EURO統合前の紙幣と切手の肖像画になったシベリウス

シベリウスは、フィンランドで最も愛されている人物の一人で、フィンランド人に大きな自尊心を築き上げました。EU圏に加盟してユーロ通貨が導入される前のフィンランドン通貨で、100 marukka紙幣にはシベリウスの肖像画が採用されていました。また、切手には、夫人の肖像画とシベリウスの横顔が並んで印刷されたものがありました。

今回のインタヴューの間、セヴェリさんは、家族の話をいろいろと聞かせてくれました。彼を含めた4人兄弟の父は建築家、母は陶芸家、兄弟も芸術家が揃い、多くの作品を残しています。
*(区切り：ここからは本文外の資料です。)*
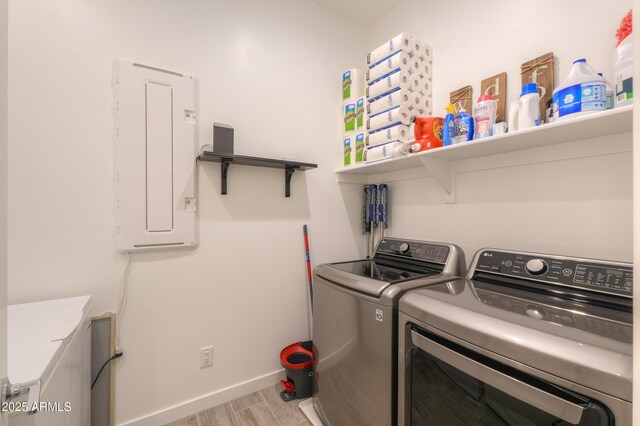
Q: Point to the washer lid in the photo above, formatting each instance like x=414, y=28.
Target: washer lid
x=369, y=276
x=577, y=343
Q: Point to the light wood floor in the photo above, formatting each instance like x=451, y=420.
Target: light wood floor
x=262, y=408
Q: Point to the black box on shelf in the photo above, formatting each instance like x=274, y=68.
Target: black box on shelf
x=222, y=138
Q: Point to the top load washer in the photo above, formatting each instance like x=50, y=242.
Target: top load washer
x=355, y=326
x=527, y=339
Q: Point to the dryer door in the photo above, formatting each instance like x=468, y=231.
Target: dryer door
x=452, y=385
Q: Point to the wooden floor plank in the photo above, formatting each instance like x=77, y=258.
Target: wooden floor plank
x=287, y=413
x=222, y=415
x=257, y=415
x=246, y=401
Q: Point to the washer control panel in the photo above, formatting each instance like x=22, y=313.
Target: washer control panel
x=606, y=277
x=418, y=250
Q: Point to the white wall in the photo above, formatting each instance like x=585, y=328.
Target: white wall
x=636, y=224
x=3, y=192
x=272, y=70
x=579, y=207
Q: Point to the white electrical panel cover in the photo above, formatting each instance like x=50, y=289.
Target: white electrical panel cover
x=155, y=139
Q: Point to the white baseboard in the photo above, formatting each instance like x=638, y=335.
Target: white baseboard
x=206, y=401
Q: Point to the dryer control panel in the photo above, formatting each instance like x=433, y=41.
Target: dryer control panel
x=602, y=276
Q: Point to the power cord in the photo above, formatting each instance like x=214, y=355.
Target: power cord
x=123, y=299
x=116, y=355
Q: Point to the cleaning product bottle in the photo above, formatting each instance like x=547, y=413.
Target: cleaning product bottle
x=609, y=91
x=464, y=124
x=428, y=131
x=583, y=92
x=623, y=72
x=526, y=112
x=484, y=115
x=449, y=131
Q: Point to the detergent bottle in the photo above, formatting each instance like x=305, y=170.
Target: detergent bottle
x=449, y=131
x=583, y=92
x=484, y=115
x=464, y=125
x=525, y=112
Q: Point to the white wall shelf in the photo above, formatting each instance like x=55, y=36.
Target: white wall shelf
x=440, y=163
兄弟たちもアーティストとして活躍しましたが、悲しいことに、若くして世を去りました。残されたリトグラフ作品は、今でも多くの家の壁に飾られて、よく見ることがあります。セヴェリさんの住まいの壁にも思い出の作品が残されていました。建築家のセヴェリさんはヘルシンキの建築博物館で館長を務め、フィンランドの建築界に大きな影響を与えてきました。

さあ、市電に乗ってムンキニエミへ

さて、ブロムステット邸へは、ヘルシンキの中心を貫く「マンネルヘイミンティエ」を通る市電の4番に乗り、北西へ約5キロ。ヘルシンキの街並みを眺めていくうちに、セヴェリさんと奥様のマルガレータさんが暮らしている「ムンキニエミ」(Munkkiniemi)地区にたどり着きました。市電を降りると、通り沿いに1940年代の歴史的な建物が立ち並んでいます。
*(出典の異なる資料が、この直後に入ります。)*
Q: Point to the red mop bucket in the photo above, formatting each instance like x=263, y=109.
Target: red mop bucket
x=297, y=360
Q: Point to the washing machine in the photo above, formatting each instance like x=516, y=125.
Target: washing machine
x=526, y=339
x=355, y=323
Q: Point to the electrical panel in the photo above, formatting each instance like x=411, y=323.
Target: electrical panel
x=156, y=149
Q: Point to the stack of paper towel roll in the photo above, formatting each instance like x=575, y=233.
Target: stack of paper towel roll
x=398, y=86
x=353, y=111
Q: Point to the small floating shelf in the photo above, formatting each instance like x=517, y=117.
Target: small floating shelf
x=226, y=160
ムンキニエミにて、落葉した街路樹のシルエットと、整然と並ぶ建築群の壁面色のコントラストが美しい。

反対側にある同じような建物の一画にセヴェリさんの事務所があり、彼はそこで建築創作活動をしています。アルヴァー・アアルトと同様、ムンキニエミに自宅とオフィスを構えているわけです。ヘルシンキの海浜に広がるムンキニエミ地区は、昔から魅力的なエリアで、40年代には高級住宅地として繁栄しました。海岸通りに沿って散歩すると、その先に日本大使館公邸があり、反対方向に進めば、フィンランド大統領の官邸が立地するので、今日でもハイクラス向けの居住地です。

ブロムステット邸

市電乗り場の直ぐ前にある素敵なコンドミニアムに案内されました。この建物も、1940年代の建築で、階段と手摺やエレベーターは、昔のままに保存されています。アンティークな雰囲気の中には、昔の文化の香りが濃く漂っていました。朱色のタイル張りの自宅エントランスに入り、軽い引き戸を開けると、リビングルームです。第一印象は、手前の通路の40年代風のスタイルと異なり、室内にはモダンな空間が広がっていたことです。何度かの室内リフォームにより、昔の面影は消えて、彼自身がデザインした家具と心地よいインテリアの空気が溢れていました。保存の価値ある歴史的建造物の中に、モダンデザインの室内。そのコントラストに「時間の魅力」を感じました。何よりも、大き目の窓から入る自然光に穏やかなくつろぎ感が溢れていました。

共用部階段と奥にはエレベーター、右側は住戸エントランス

1940年代に建てられた建物の外観と、内部の共用廊下、階段手摺りは昔そのままの形で残されています。エレベーターでは、鉄格子の外扉を開けて、さらにエレベーターかごのドアを開けるという、昔ながらの面倒な乗り方ですが、何とも言えないノスタルジアを感じさせます。
自宅内玄関に入ると、朱色のレンガタイルの床とベージュ色の壁面収納戸棚の色彩感が心地良い調和でした。リビングへ続くスライディングドアは、実に珍しいもので、彼のこだわりの選択です。家具専門の職人が制作した建具で、気持ち良く軽く動き、日本の建築文化を連想しました。もともと、西欧の建築家の中には、日本文化を意識していると感じるケースが多いのですが、ここにも、その気持ちが感じられました。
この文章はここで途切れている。